Brücken bauen und aufrechterhalten

 

Kunst und Kultur können Brückenbauer sein. Kunst und Kultur bieten spezifische Formen der Begegnung und des Austauschs. Diese können abseits des politischen Tagesgeschäfts erfolgen, finden aber niemals jenseits der Politik statt.

 

Auch wenn es derzeit schwierig ist und die Solidarität zuerst den Menschen in der Ukraine gilt, dürfen die Brücken zu Russland nicht eingerissen werden. Aktuell sind die allermeisten Kontakte zu staatlichen Kultureinrichtungen in Russland vorerst auf Eis gelegt. Kontakte zu Kunstschaffenden bestehen – wenn auch unter schwierigen Bedingungen – teilweise noch. Mittelfristig müssen Perspektiven entwickelt werden, um wieder in eine Phase des kulturellen Tauwetters einzutreten und die bestehenden Kontakte vor allem zu zivilgesellschaftlichen Akteuren wiederzubeleben und zu pflegen. Dies gilt insbesondere mit Blick auf die Stärkung des demokratischen Potenzials von Kunst- und Kulturschaffenden sowie Organisationen der Zivilgesellschaft.

 

Mit Blick auf die Ukraine muss im Rückblick allerdings selbstkritisch festgestellt werden, dass trotz aller Begegnungen und des bestehenden Austauschs in Deutschland das Interesse und Verständnis für die spezifische Situation in den Ländern Osteuropas unzureichend war. Der Blick wurde stärker nach Russland als auf die osteuropäischen Nachbarstaaten gerichtet.
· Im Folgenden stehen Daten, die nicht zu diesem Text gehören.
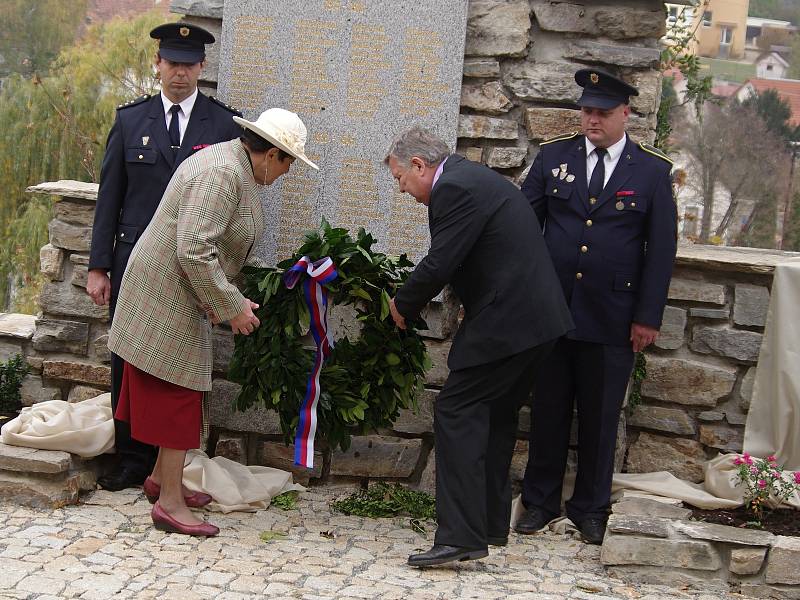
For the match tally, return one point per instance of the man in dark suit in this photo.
(150, 137)
(609, 219)
(482, 244)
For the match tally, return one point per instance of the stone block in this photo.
(225, 416)
(51, 262)
(681, 554)
(17, 326)
(438, 372)
(722, 437)
(32, 391)
(696, 291)
(476, 126)
(486, 97)
(639, 525)
(418, 422)
(100, 347)
(79, 393)
(683, 458)
(32, 460)
(232, 447)
(750, 304)
(481, 67)
(747, 561)
(746, 389)
(281, 456)
(710, 313)
(722, 533)
(652, 508)
(783, 560)
(673, 325)
(61, 336)
(70, 237)
(545, 81)
(624, 56)
(671, 420)
(506, 158)
(222, 344)
(544, 123)
(687, 381)
(75, 212)
(733, 343)
(65, 299)
(377, 456)
(497, 28)
(90, 373)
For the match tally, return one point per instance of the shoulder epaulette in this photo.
(139, 100)
(227, 107)
(559, 138)
(655, 152)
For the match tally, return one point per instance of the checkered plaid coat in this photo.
(208, 221)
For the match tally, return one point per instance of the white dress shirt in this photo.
(184, 113)
(611, 158)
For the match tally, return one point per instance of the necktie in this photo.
(598, 175)
(174, 130)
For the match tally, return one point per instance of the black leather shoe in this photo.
(592, 530)
(531, 521)
(121, 479)
(441, 554)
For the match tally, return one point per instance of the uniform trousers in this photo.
(595, 376)
(475, 425)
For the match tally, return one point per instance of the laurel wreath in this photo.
(364, 383)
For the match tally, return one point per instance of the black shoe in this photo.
(122, 478)
(441, 554)
(592, 530)
(531, 521)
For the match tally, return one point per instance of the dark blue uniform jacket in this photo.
(614, 257)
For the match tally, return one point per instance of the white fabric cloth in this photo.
(83, 428)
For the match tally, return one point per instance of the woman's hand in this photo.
(245, 322)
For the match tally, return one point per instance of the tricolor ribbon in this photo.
(319, 273)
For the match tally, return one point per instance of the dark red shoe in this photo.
(196, 500)
(163, 521)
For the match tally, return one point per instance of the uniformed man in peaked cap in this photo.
(606, 207)
(150, 137)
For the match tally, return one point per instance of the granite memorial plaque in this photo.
(357, 72)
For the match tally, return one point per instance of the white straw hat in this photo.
(284, 129)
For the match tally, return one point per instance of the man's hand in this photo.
(399, 319)
(98, 286)
(642, 336)
(245, 322)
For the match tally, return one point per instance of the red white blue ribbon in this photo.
(319, 273)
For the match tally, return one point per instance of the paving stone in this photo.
(750, 304)
(747, 561)
(682, 554)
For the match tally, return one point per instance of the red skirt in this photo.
(160, 413)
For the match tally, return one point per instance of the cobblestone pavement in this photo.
(107, 548)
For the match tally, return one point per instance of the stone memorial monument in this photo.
(357, 72)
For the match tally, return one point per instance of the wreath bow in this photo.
(318, 274)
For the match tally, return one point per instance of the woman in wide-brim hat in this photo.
(178, 282)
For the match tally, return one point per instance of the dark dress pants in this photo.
(131, 454)
(475, 425)
(596, 377)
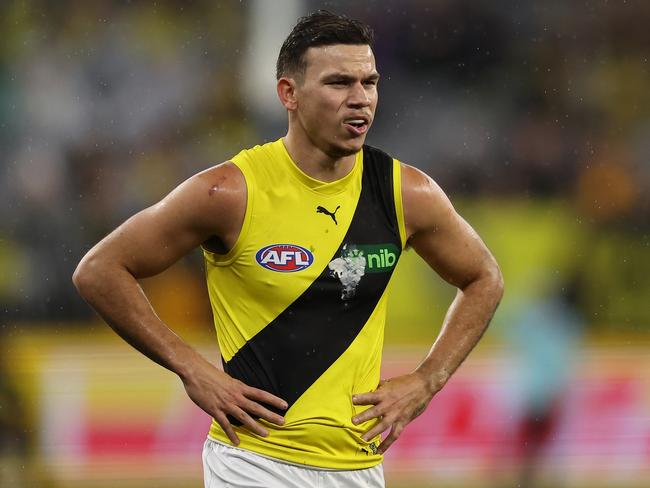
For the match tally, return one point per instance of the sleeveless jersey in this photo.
(299, 302)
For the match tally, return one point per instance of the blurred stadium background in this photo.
(533, 116)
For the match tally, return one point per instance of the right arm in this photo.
(211, 203)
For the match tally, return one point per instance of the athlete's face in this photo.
(336, 97)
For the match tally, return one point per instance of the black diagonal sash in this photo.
(303, 341)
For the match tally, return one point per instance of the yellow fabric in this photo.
(246, 297)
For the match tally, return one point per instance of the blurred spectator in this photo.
(545, 335)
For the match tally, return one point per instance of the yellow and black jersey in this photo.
(299, 302)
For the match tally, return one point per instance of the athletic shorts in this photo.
(226, 466)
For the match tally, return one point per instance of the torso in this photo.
(299, 299)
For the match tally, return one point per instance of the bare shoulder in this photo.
(214, 199)
(425, 204)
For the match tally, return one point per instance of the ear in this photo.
(287, 93)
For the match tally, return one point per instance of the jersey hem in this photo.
(303, 459)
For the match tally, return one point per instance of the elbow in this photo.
(85, 274)
(495, 278)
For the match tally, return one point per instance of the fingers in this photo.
(248, 422)
(377, 429)
(392, 437)
(265, 397)
(366, 415)
(370, 398)
(263, 413)
(227, 428)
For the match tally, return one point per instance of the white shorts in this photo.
(226, 466)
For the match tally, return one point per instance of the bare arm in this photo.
(208, 204)
(454, 250)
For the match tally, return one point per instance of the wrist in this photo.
(433, 378)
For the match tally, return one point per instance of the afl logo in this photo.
(285, 258)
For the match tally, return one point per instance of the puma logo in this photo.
(320, 209)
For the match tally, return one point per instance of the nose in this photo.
(358, 97)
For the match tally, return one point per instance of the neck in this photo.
(315, 162)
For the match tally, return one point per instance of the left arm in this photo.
(453, 249)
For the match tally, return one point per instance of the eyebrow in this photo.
(346, 77)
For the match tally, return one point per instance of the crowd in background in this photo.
(105, 106)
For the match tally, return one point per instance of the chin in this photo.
(348, 149)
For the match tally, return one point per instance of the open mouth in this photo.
(356, 126)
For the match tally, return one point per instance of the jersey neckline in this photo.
(323, 187)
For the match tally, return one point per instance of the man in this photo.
(300, 238)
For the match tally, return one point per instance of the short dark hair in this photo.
(320, 28)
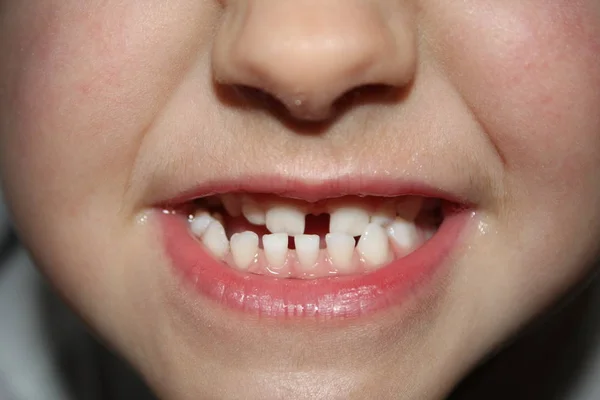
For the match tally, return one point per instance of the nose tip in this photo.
(307, 54)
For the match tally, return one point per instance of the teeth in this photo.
(307, 250)
(384, 214)
(200, 223)
(408, 207)
(373, 245)
(232, 204)
(287, 219)
(404, 233)
(351, 220)
(341, 249)
(215, 240)
(244, 248)
(275, 246)
(252, 211)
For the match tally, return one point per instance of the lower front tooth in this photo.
(215, 240)
(373, 245)
(244, 248)
(341, 249)
(404, 233)
(275, 246)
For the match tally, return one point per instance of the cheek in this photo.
(531, 75)
(85, 85)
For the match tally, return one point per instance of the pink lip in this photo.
(326, 298)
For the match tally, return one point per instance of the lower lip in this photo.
(325, 298)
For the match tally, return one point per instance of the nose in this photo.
(309, 53)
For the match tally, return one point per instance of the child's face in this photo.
(112, 110)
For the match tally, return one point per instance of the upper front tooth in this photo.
(215, 239)
(351, 220)
(340, 247)
(404, 233)
(275, 246)
(373, 245)
(252, 211)
(232, 204)
(408, 207)
(287, 219)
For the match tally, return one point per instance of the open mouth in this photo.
(310, 253)
(286, 238)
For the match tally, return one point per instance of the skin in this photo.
(107, 107)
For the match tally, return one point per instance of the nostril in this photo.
(368, 94)
(302, 110)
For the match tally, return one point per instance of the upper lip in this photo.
(316, 190)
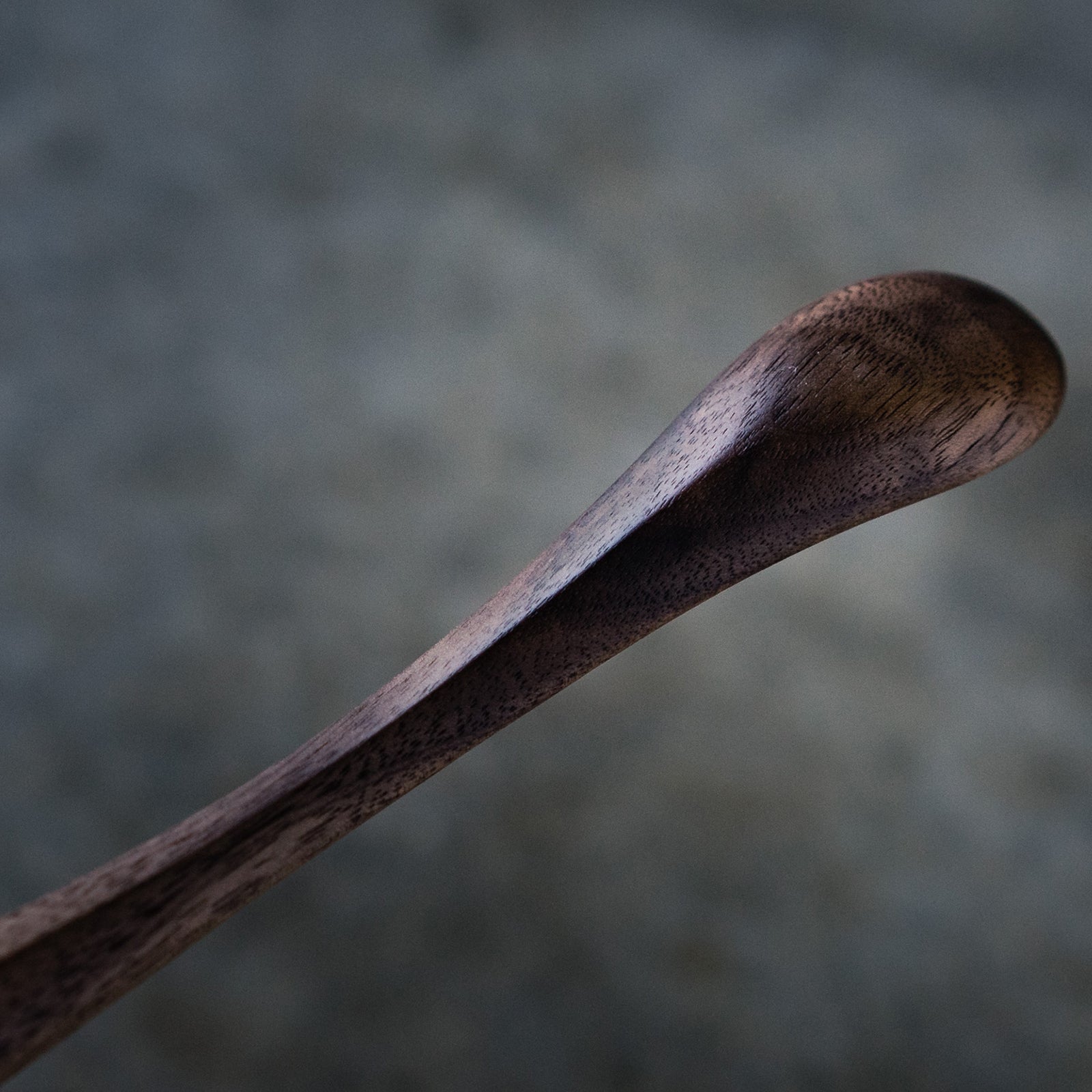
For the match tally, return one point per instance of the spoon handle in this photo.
(874, 397)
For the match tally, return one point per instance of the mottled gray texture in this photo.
(319, 320)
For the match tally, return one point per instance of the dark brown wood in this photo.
(875, 397)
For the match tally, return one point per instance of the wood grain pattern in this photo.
(874, 397)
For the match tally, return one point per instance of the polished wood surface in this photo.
(876, 396)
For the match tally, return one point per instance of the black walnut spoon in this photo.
(876, 396)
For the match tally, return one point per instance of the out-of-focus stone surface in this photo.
(319, 320)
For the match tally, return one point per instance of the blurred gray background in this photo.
(318, 320)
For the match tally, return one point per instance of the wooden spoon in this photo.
(874, 397)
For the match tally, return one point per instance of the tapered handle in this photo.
(875, 397)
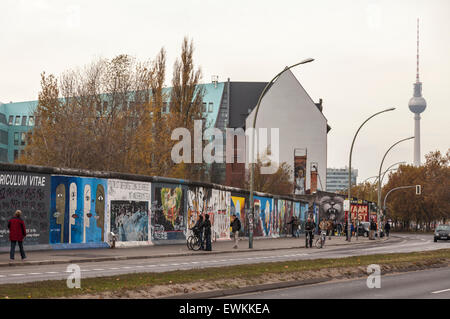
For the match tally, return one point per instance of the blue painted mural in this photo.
(77, 209)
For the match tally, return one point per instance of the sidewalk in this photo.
(107, 254)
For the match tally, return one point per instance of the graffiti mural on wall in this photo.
(263, 216)
(221, 209)
(238, 208)
(31, 194)
(129, 204)
(77, 213)
(167, 213)
(300, 174)
(331, 206)
(215, 203)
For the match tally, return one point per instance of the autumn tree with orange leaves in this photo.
(115, 115)
(407, 209)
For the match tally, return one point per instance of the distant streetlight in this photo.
(252, 164)
(350, 171)
(379, 183)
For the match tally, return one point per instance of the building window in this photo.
(23, 138)
(16, 138)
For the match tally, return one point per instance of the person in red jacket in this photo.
(17, 233)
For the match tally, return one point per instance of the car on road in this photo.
(442, 232)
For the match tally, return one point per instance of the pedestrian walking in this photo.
(294, 224)
(309, 232)
(387, 228)
(207, 232)
(373, 228)
(198, 230)
(339, 229)
(235, 228)
(17, 233)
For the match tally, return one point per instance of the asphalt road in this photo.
(399, 243)
(425, 284)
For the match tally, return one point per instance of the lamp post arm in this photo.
(394, 189)
(379, 181)
(350, 165)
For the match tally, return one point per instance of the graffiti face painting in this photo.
(332, 208)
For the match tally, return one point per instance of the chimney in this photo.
(319, 105)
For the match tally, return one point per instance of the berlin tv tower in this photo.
(417, 105)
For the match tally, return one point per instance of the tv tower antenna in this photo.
(417, 105)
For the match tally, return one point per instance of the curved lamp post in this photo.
(379, 183)
(350, 170)
(252, 164)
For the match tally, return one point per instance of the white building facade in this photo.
(301, 124)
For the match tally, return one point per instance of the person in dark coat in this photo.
(310, 226)
(207, 232)
(387, 228)
(17, 233)
(294, 225)
(198, 230)
(235, 228)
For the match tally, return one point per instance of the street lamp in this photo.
(350, 171)
(252, 164)
(379, 183)
(388, 169)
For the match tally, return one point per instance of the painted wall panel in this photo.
(129, 210)
(215, 203)
(77, 212)
(168, 217)
(263, 216)
(31, 194)
(238, 207)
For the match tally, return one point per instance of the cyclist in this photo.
(309, 231)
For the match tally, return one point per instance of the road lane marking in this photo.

Osteuropäische Länder, wie die Ukraine, wurden vor allem als postsowjetische und weniger als europäische Staaten mit auch anderen historischen Bezügen und einer eigenständigen Kunst und Kultur gesehen.

 

  • Um das Verständnis für die osteuropäischen Staaten zu fördern und damit die Basis für partnerschaftliche Zusammenarbeit zu verbessern, fordert der Deutsche Kulturrat,
    • dass die Erkenntnisse und Kompetenzen der Osteuropawissenschaften breiter wahrgenommen und rezipiert werden,
    • dass die Osteuropawissenschaften an den Universitäten gestärkt werden, dies gilt auch mit Blick auf Forschung und Lehre der osteuropäischen Sprachen,
    • dass osteuropäische Kunst und Kultur in ihrer Vielschichtigkeit und ihrem Beitrag zur europäischen Moderne vermehrt präsentiert und Literatur aus diesen Ländern übersetzt werden,
    • dass der Jugendkulturaustausch systematisch partnerschaftlich auf der Basis zivilgesellschaftlicher Strukturen auf- und ausgebaut wird.

 

Die Solidarität und das Engagement des Deutschen Kulturrates gilt in diesen Tagen und Monaten zuerst und besonders den Menschen in der Ukraine und den Geflüchteten, deren Perspektiven und Geschichten gehört und wahrgenommen werden müssen. Der Deutsche Kulturrat ruft dazu auf, diese Solidarität mit der Ukraine auf dem kulturellen Sektor mit langem Atem aufzubauen und weiterzuentwickeln sowie Kräfte für den kulturellen Wiederaufbau in der Ukraine zu sammeln.